Stewards treffen finale Entscheidung im Fall Bradley/Yacaman

KCMG, Oreca 05 #47, 6 Stunden vom Nürburgring 2015 © WEC-Aktuell.de

Es war wohl einer der umstrittensten Szenen des 6-Stunden-Rennens in Fuji vor gut drei Wochen. Kurz vor dem Ende des Rennens kommt es zu einem heftigen Zwischenfall in der LMP2-Klasse. In einem hart umkämpften Kampf um den zweiten Platz, kommt es zu einer Kollision zwischen dem in der Meisterschaft führenden KCMG-Team und einem Fahrzeuge von G-Drive Racing. Für das KCMG-Team ist das Rennen danach beendet. Schaut man sich die Wiederholungen an, sieht es auf den ersten Blick danach aus, als würde der Fahrer von Ligier JS P2 mit der Nummer #28 von G-Drive Racing den Oreca 05 mit der Nummer #47 von KCMG abschießen. Doch es kam anders. Die Stewards bestraften Richard Bradley von KCMG, da er zu früh bremste und so den Unfall provozierte. Kurz danach reichte KCMG weitere Daten ein und die Entscheidung wurde wieder zurückgezogen und vertagt. Die endgültige Entscheidung der Stewards in dem Fall sollte erst beim nächsten Rennen in Shanghai getroffen werden und heute gaben die Verantwortlichen nach vielen Spekulationen und Diskussionen die endgültige Stellungnahme zu dem Fall ab.
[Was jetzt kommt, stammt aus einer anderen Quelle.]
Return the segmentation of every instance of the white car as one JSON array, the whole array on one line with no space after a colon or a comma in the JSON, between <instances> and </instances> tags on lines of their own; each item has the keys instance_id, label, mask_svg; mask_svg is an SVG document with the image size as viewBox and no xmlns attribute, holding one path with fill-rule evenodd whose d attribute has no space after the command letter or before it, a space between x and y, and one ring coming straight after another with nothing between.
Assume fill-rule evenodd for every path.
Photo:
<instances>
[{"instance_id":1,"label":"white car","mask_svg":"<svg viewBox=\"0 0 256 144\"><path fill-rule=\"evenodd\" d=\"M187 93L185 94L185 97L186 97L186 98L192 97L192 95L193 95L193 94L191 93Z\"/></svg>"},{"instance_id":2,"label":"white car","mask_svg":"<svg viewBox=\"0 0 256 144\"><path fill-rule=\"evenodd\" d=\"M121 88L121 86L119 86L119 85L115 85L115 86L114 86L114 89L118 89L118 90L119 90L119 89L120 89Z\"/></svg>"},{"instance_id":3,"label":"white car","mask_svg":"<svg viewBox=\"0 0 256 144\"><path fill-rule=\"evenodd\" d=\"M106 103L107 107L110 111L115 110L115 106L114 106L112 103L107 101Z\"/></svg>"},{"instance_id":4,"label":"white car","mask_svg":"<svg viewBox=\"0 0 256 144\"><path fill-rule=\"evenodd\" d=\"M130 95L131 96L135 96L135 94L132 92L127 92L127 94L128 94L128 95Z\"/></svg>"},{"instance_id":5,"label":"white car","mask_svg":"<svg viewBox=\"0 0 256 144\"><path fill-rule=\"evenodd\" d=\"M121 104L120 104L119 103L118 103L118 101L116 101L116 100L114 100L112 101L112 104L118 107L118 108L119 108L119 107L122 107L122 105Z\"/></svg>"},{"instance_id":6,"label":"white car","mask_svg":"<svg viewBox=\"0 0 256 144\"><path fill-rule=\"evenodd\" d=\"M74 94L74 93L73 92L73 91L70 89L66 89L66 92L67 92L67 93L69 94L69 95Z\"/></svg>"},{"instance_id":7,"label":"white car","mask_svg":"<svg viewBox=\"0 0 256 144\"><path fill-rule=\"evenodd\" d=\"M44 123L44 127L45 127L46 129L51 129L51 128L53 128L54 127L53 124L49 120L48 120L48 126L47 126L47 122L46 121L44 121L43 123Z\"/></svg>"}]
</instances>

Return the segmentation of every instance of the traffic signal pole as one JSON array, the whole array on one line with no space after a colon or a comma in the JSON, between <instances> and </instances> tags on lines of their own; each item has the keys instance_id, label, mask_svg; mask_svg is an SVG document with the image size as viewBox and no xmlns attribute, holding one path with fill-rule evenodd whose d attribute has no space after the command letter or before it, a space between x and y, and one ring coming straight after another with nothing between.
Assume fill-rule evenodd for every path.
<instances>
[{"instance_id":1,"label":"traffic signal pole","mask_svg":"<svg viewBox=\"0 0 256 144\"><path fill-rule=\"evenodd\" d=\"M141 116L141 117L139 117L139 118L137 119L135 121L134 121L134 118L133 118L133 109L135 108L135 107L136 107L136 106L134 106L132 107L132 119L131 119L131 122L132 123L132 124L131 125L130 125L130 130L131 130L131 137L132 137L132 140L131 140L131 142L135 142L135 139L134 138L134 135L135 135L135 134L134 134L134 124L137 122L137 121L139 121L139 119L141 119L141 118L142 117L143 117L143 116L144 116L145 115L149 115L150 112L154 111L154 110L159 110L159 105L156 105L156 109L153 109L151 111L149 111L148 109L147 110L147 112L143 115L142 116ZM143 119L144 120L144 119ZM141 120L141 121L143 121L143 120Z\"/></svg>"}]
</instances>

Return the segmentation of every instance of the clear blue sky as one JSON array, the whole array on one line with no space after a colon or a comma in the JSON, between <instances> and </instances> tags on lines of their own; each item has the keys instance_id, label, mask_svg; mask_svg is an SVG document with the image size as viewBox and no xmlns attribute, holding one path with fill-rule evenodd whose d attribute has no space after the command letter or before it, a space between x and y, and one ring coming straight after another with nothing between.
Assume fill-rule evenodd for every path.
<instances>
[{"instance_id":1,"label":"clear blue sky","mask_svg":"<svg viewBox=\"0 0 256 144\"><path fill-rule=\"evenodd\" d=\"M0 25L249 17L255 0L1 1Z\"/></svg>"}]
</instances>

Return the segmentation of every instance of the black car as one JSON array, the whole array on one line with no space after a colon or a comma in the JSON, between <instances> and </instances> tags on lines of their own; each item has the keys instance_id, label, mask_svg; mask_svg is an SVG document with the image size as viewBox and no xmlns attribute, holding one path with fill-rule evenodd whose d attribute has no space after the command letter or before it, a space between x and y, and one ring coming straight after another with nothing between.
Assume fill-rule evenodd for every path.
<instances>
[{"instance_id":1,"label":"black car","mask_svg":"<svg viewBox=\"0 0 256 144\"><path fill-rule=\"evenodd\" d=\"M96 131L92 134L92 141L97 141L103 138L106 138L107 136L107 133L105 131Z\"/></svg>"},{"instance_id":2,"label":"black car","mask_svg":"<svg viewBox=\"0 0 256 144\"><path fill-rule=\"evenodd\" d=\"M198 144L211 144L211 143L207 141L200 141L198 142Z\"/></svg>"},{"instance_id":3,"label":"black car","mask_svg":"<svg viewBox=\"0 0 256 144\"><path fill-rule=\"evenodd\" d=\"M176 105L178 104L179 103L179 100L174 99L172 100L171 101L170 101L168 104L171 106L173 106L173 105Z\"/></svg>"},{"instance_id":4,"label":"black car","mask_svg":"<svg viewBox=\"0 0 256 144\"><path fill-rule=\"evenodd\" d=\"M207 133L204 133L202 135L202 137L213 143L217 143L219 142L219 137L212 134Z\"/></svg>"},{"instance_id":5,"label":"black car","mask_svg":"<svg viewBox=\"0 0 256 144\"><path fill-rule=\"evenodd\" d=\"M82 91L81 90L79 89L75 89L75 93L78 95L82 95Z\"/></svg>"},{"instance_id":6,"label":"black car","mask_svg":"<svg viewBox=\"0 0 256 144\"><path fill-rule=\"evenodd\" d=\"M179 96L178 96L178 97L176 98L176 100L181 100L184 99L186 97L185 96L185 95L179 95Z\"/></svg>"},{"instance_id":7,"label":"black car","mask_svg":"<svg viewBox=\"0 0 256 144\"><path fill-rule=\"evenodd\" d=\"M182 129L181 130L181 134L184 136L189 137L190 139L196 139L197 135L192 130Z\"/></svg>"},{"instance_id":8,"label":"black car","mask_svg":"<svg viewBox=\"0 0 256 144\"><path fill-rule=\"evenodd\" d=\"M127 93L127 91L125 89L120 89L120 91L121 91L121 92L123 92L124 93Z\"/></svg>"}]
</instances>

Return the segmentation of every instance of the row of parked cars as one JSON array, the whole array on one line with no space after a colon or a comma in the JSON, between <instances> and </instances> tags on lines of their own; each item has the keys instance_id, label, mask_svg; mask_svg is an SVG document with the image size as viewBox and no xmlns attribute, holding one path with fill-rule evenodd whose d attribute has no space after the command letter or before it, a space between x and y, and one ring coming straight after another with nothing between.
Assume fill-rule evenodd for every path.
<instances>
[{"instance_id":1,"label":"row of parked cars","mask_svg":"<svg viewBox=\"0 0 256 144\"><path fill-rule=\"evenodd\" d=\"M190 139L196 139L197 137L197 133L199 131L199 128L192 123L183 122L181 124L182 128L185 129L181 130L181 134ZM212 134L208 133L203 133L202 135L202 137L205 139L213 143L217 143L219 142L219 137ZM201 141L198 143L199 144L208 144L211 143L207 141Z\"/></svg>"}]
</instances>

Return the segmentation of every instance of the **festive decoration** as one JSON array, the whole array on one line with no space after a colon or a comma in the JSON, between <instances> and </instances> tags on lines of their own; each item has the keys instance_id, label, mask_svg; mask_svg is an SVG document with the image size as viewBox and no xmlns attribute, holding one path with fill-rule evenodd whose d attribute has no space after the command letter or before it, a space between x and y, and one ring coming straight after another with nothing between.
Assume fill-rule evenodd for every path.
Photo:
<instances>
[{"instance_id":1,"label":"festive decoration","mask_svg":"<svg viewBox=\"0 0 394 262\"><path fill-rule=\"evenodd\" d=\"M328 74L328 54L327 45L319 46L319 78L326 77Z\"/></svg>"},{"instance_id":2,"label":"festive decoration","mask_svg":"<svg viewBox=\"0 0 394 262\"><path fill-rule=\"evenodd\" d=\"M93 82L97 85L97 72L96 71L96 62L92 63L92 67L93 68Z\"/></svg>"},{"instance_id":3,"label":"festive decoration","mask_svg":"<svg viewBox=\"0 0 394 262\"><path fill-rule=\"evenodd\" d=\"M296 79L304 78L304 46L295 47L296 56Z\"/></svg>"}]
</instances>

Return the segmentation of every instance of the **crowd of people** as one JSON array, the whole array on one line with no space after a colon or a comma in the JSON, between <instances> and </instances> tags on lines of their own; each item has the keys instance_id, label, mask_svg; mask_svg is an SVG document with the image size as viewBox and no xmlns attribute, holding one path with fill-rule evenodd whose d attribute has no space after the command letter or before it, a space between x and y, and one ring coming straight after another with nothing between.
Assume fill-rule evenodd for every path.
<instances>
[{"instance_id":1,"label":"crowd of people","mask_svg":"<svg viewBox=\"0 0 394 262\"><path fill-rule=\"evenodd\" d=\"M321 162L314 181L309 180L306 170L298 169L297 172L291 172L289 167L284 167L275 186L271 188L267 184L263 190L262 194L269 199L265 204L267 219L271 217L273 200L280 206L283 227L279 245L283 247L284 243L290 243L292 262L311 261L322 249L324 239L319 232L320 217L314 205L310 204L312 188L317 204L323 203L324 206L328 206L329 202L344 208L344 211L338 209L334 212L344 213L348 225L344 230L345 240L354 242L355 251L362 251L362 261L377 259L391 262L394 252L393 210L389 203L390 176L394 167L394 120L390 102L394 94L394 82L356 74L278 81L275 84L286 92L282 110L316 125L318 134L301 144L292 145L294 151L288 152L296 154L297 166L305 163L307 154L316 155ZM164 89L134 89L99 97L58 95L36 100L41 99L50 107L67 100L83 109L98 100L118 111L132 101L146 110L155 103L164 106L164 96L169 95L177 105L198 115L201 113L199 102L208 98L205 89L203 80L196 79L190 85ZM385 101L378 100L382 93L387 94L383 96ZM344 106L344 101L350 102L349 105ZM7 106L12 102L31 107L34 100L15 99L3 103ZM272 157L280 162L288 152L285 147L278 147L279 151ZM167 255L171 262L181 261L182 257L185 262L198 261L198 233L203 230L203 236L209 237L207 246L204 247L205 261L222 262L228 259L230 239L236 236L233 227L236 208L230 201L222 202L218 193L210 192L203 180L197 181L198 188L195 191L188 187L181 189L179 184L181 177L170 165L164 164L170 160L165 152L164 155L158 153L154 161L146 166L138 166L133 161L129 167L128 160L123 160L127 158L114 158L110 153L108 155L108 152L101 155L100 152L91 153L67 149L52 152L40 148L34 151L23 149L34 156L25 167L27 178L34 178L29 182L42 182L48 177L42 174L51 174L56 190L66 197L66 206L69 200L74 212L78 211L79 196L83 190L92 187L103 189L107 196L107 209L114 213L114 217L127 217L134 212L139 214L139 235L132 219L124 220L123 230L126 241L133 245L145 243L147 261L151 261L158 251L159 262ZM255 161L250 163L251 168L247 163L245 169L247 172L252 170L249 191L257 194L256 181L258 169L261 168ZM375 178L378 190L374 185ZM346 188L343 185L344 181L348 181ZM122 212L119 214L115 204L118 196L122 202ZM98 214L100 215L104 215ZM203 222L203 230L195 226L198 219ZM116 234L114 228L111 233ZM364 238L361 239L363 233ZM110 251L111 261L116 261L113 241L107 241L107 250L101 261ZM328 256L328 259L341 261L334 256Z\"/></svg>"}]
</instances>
Nachdem man Hinweisen genauer nachging und die Telemetriedaten von beiden Fahrzeugen analysierte, kam man zu folgendem Ergebnis:

  • Bevor es zu dem Unfall kam, hatte Gustavo Yacaman eine höhere Geschwindigkeit am Ausgang der letzten Kurve. Richard Bradley ließ keinen Platz für ein Überholmanöver.
  • Yacaman bremste auf der Geraden vor der Kurve in dem der Unfall passierte zweimal um einen Kontakt zwischen den Fahrzeugen zu vermeiden
  • Anders als in den zehn Runden davor, schaltete Bradley im Bereich des Unfalls in den sechsten Gang und verlangsamte somit den Wagen, was zu einem Kontakt mit Yacaman geführt haben könnte.
  • Bradley begann den Bremsvorgang 40 Meter früher als in den Runden davor und verlängerte die Bremszone von 150 auf 190 Meter.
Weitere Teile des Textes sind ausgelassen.